Enunciam-se aí alguns vectores da incompreensão mútua entre europeus e árabes, por conseguinte, entre magrebinos e franceses. Por isso, Abdelkébir Khatibi reitera a ideia já formulada. A descolonização do pensamento é uma exigência, tal como a desconstrução da imagem que se faz da dominação no Magrebe, quer na sua forma exógena, quer endógena.
Neste capítulo, o pensamento de Abdelkébir Khatibi inscreve-se na linha de outro filósofo marroquino, Mohamed Abed al-Jabri (1936-2010) que define a razão árabe como conjunto de princípios e normas fornecidos pela cultura árabe aos membros das comunidades dotadas de uma razão constituinte que a partilham, cuja base é uma razão constituída formada pelos dispositivos do sistema de conhecimento. Com efeito, ambas, a razão constituinte e a razão constituída são fenómenos através das quais se foram manifestando as diferentes comunidades ao longo da história da civilização árabe. A tradição cultural que dela emana está ao serviço da produção de teorias e conceitos com as especificidades que a caracterizam.

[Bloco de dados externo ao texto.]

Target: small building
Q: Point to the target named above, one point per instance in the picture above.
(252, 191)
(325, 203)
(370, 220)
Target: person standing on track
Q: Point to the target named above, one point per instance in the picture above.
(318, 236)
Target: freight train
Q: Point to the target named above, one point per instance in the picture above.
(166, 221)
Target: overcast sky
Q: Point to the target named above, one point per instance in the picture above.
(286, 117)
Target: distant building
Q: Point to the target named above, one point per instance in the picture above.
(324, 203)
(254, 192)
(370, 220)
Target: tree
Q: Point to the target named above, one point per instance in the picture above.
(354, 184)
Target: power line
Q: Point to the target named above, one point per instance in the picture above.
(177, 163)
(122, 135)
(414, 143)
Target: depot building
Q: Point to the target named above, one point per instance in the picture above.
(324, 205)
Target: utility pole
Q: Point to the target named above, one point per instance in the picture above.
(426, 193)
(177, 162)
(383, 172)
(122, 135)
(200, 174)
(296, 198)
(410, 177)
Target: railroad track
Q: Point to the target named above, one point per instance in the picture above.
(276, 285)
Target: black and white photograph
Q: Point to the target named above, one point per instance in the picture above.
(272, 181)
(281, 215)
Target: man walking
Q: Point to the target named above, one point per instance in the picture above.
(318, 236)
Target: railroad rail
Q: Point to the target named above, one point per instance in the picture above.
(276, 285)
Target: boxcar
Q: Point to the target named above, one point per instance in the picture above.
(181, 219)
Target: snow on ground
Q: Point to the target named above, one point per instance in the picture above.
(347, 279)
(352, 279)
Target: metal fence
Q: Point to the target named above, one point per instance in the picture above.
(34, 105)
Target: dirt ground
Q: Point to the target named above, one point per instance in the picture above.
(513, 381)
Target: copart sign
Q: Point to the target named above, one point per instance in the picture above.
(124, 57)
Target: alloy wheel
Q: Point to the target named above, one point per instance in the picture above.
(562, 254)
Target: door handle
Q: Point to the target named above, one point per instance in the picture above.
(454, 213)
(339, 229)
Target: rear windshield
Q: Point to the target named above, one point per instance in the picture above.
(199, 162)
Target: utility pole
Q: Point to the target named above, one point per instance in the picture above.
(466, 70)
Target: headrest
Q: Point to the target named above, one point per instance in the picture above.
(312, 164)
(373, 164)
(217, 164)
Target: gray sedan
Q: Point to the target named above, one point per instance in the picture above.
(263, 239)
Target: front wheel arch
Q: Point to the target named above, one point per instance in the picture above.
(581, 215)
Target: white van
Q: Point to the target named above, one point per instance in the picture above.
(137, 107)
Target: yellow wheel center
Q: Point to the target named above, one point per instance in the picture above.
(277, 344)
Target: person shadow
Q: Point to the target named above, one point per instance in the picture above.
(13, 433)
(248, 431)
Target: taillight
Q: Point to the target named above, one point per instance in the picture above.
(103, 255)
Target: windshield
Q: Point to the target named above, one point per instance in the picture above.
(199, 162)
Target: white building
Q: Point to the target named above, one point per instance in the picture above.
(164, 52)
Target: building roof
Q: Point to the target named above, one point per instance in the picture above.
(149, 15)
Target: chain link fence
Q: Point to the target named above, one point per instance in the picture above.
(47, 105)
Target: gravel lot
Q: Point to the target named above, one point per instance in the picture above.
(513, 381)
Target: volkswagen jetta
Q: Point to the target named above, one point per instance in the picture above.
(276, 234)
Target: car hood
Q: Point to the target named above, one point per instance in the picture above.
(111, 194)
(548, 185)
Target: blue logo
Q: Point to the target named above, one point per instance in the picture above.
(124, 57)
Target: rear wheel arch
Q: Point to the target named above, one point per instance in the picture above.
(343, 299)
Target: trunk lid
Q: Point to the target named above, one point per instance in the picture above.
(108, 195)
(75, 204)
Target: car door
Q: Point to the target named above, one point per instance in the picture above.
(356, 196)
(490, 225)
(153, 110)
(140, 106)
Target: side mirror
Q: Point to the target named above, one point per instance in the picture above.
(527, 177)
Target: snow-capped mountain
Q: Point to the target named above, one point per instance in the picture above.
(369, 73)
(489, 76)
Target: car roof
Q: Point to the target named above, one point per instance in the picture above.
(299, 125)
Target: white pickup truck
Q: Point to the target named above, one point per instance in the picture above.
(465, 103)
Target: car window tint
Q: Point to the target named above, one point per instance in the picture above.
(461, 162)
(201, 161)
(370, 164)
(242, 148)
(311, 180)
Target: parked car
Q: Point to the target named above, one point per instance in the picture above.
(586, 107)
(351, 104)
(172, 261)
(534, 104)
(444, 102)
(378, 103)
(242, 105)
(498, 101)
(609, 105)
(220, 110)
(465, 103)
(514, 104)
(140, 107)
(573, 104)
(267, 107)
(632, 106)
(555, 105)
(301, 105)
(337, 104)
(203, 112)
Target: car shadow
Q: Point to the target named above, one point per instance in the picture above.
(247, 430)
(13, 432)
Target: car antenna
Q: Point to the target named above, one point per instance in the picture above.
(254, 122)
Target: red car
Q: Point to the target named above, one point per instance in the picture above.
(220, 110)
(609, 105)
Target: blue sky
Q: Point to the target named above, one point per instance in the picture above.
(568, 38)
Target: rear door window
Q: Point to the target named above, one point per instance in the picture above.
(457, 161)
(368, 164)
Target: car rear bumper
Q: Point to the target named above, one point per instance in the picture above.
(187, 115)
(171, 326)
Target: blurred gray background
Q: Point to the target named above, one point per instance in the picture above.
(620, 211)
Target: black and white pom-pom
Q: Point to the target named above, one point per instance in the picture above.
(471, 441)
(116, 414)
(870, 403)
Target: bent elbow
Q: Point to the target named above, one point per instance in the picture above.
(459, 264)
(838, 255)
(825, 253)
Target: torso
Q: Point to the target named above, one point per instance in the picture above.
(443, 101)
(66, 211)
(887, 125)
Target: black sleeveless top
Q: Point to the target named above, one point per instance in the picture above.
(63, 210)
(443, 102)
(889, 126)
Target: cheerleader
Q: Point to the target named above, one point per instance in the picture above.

Portanto, se a Filosofia é uma geofilosofia e se o sujeito que produz o pensamento mantém uma relação indissolúvel com o território e a terra, tal como defendiam Gilles Deleuze e Félix Guattari, podemos concluir que a razão árabe dominante, no sul do Mediterrâneo Ocidental, vincula o sujeito cognoscente ao território magrebino, onde se registam rivalidades geopolíticas que se inscrevem na escala da longa duração.
O chamado «orientalismo», entendido como domínio especializado de investigadores que no Ocidente se dedicam ao estudo do mundo árabe, é um dos veículos do preconceito civilizacional europeu e dos modos de existência das rivalidades geopolíticas mediterrânicas, na sua expressão académica. Esta é a razão por que Abdelkébir Khatibi, na senda do mesmo pensamento de Mohamed Abed al-Jabri, formula severas críticas ao orientalismo, apontando para a necessidade de identificar os traços dominantes dos discursos de seus especialistas, de modo a desarmar as armadilhas ocidentais e situar a razão árabe em seu devido lugar.
* Texto publicado no Jornal de Angola, no dia 24 de Julho, aqui republicado com a autorização do autor.